When he entered the Sanctuary, he was glad to find YaYa dozing on the Warming Lodge porch. The ki-rin’s black, leonine body rose and fell, its contours shimmering as though dusted with moonlight. She stirred and raised her massive head as he stepped on the porch’s creaking floorboards.
Since Rowan’s founding, the school had had many Directors. But in almost four centuries, there’d been only one Great Matriarch; one being who spoke for the Sanctuary’s strange and diverse denizens. She was now looking at Max, her broken horn glinting in the dim lamplight. Max bowed, as one always did when meeting YaYa. When she spoke, her tone was tranquil, its gravitas befitting a creature born over eight hundred years ago.
She returned the bow. “Greetings, Max. I understand you won a great victory over Prusias. But I see something troubles you. What has happened?”

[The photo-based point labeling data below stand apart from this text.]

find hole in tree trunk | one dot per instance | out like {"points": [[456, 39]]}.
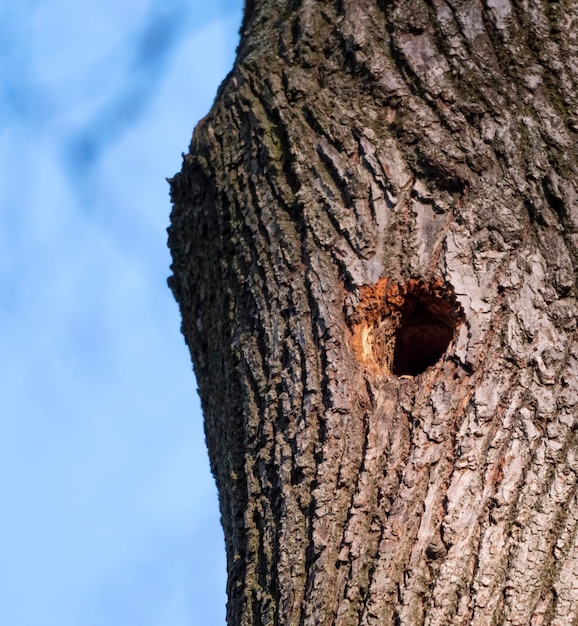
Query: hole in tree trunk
{"points": [[423, 335], [403, 329]]}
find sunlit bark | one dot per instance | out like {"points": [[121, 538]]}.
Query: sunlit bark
{"points": [[375, 239]]}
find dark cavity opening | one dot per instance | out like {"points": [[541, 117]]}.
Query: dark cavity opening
{"points": [[426, 327]]}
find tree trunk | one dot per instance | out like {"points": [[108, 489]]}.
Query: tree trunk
{"points": [[374, 242]]}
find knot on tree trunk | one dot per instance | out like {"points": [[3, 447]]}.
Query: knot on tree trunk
{"points": [[402, 329]]}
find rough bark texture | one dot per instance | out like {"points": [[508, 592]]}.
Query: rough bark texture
{"points": [[377, 178]]}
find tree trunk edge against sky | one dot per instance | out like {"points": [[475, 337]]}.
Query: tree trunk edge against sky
{"points": [[374, 242]]}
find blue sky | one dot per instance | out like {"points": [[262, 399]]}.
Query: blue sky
{"points": [[109, 511]]}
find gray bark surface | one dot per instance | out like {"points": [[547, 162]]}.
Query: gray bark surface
{"points": [[377, 178]]}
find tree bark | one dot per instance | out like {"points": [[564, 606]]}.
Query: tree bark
{"points": [[374, 241]]}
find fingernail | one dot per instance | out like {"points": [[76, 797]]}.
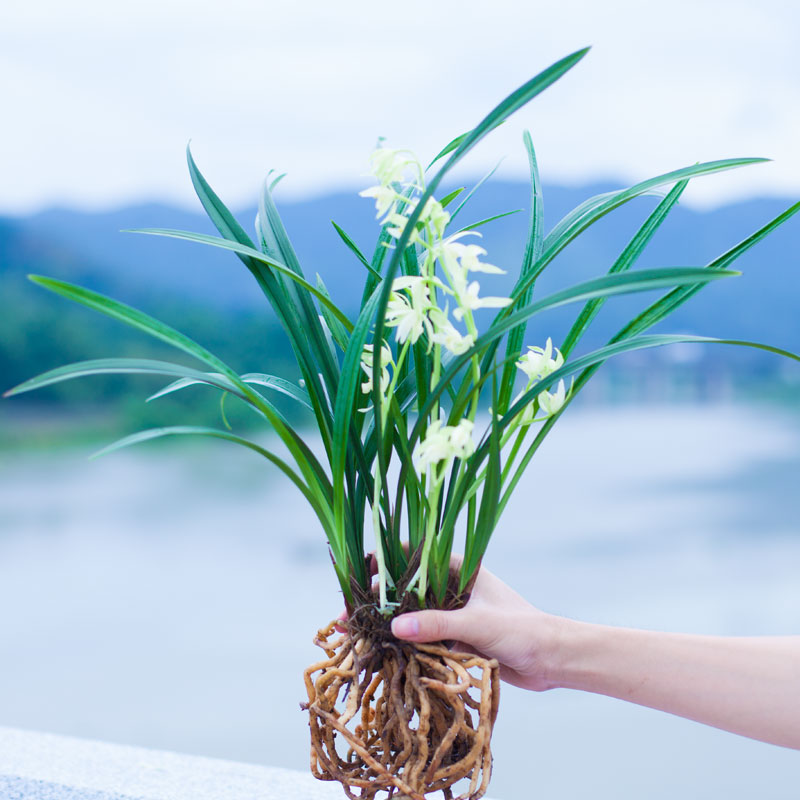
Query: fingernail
{"points": [[405, 627]]}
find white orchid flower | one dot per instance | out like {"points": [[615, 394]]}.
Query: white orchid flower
{"points": [[432, 213], [468, 300], [409, 313], [443, 444], [552, 402], [456, 257], [367, 363], [539, 362], [385, 199]]}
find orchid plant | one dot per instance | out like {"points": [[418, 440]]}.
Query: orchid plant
{"points": [[404, 386]]}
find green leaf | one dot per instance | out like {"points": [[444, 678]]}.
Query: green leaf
{"points": [[626, 259], [487, 515], [495, 117], [595, 208], [483, 222], [677, 297], [223, 220], [354, 249], [134, 318], [533, 251], [606, 286], [120, 366], [447, 149], [475, 188], [337, 330], [255, 255], [274, 382], [448, 198]]}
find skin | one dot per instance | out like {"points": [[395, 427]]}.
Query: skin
{"points": [[746, 685]]}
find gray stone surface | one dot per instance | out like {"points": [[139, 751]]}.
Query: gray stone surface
{"points": [[44, 766]]}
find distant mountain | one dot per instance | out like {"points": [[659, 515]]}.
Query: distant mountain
{"points": [[763, 304]]}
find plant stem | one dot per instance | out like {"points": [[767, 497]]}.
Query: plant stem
{"points": [[430, 532]]}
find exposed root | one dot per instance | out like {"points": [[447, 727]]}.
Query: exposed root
{"points": [[401, 715]]}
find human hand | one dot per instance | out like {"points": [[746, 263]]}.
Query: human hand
{"points": [[496, 623]]}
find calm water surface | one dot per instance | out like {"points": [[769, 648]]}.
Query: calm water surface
{"points": [[167, 596]]}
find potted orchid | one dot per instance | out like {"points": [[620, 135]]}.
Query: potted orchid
{"points": [[426, 424]]}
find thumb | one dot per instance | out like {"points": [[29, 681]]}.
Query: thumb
{"points": [[431, 626]]}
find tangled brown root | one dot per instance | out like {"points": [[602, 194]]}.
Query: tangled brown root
{"points": [[396, 717]]}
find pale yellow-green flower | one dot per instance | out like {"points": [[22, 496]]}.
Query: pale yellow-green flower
{"points": [[552, 402], [539, 362], [385, 198], [443, 444], [367, 363], [468, 300], [449, 337], [408, 313], [389, 165]]}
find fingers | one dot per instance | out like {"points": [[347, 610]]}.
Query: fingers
{"points": [[432, 626]]}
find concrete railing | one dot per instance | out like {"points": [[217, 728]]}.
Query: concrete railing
{"points": [[43, 766]]}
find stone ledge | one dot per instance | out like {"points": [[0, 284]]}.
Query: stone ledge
{"points": [[45, 766]]}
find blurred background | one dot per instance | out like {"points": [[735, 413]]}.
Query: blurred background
{"points": [[167, 596]]}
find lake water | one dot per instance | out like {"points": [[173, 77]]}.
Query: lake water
{"points": [[167, 596]]}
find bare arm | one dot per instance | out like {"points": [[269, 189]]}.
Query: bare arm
{"points": [[747, 685]]}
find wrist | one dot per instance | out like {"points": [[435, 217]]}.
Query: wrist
{"points": [[567, 660]]}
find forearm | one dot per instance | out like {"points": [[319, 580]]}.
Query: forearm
{"points": [[747, 685]]}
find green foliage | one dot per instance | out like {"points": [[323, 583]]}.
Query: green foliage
{"points": [[370, 417]]}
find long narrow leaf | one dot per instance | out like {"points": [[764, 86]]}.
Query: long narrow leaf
{"points": [[625, 261], [255, 255]]}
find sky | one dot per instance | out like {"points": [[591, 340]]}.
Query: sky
{"points": [[100, 98]]}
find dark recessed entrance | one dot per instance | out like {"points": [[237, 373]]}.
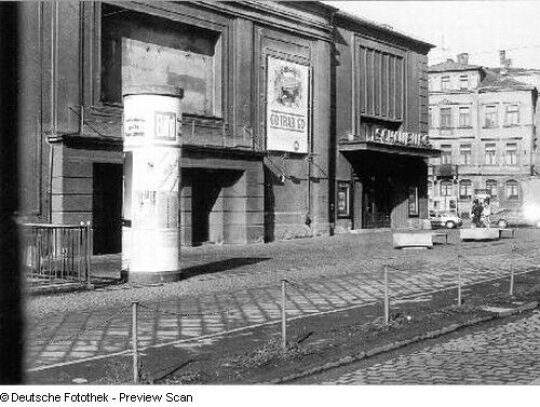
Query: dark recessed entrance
{"points": [[377, 201], [216, 205], [107, 208]]}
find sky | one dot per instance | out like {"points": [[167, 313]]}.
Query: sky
{"points": [[481, 28]]}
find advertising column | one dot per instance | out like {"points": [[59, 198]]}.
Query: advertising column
{"points": [[151, 232]]}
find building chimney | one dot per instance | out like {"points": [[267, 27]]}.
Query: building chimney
{"points": [[505, 62], [502, 57], [463, 58]]}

At the ki-rin’s invitation, Max leaned the gae bolga against the porch railing and sat down beside her. It was comforting being so close to YaYa. With Bram’s blessing, she had served as Max’s steed when Prusias attacked last spring. Together they had shown the Enemy just how formidable even an aged, half-blind ki-rin could be.
As the moon rose, Max told YaYa how Bram had been captured in Tartarus and of Astaroth’s intent to open a portal to the Starving Gods.
“I’m sorry about your steward,” he added, uncertain what else to say. In many ways, YaYa knew Elias Bram better than anyone. She’d been his charge since he’d first arrived at Solas, had seen him grow from boy to Archmage.
“Do not feel sorry for my master,” said YaYa calmly. “He met his grandchild, made peace with Marley, and continued his life’s w
ork. We will help him finish it.”
“I was hoping you would say that,” said Max. “I came here to ask for your help.”
“And you shall have it. I have my own score with Astaroth.” Tilting her head, the ki-rin showed Max the jagged foot of ivory that protruded from her forehead. It was all that remained of the horn she had broken against Astaroth’s side when Solas fell.
Something black bounded over the railing as nimbly as a cat but landed like a pig of lead. As it wheeled to face them, Max saw two golden eyes, an arsenal of curling claws, and a limp rabbit clutched between powerful jaws. Nox looked less like a lymrill than a young black panther with a row of needle-sharp quills down her back. Dropping the rabbit, she inched forward, nostrils quivering as they scented the evening and the steward who’d sent her away. It was not lost on Max that her quills were half bristling.
It was one thing when her father had been upset. Nick had been a normal-sized lymrill. His tantrums or grudges resulted in little more than shredded sweaters and punctured shoes. But a swipe from Nox’s paw might take off Max’s boot and everything inside it. Given the way she was staring at him, Max was grateful for YaYa’s presence. No animal—not even a freakishly large and indignant lymrill—would misbehave in front of YaYa.
“Nox,” said Max soothingly. “Don’t be angry. I couldn’t keep you in Blys for the battle. I sent you here for your own good.”
Unlike Nick, whose alert, otterlike eyes had been expressive, Nox’s were like molten gold and much harder to read. She padded toward him, the quills of her foxlike tail rattling softly. Inches away, she nosed at the wound beneath his clothes and bandages before peering into his face with a hint of her old affection.
The quills flattened as over two hundred pounds of compact, impossibly dense lymrill sprawled across Max’s lap in an unmistakable attitude of possession. Her servant had erred, he was very sorry, and she—being a superior being—had deigned to forgive him.
Stroking Nox’s quills, Max sat on the porch and told YaYa of David’s plan. When asked if she felt up to climbing Ymir, the Great Matriarch merely looked at him. Ki-rins could gallop over any surface—land, air, or sea—as Max had experienced firsthand during the Battle of Rowan. Despite her age, YaYa was not overly concerned.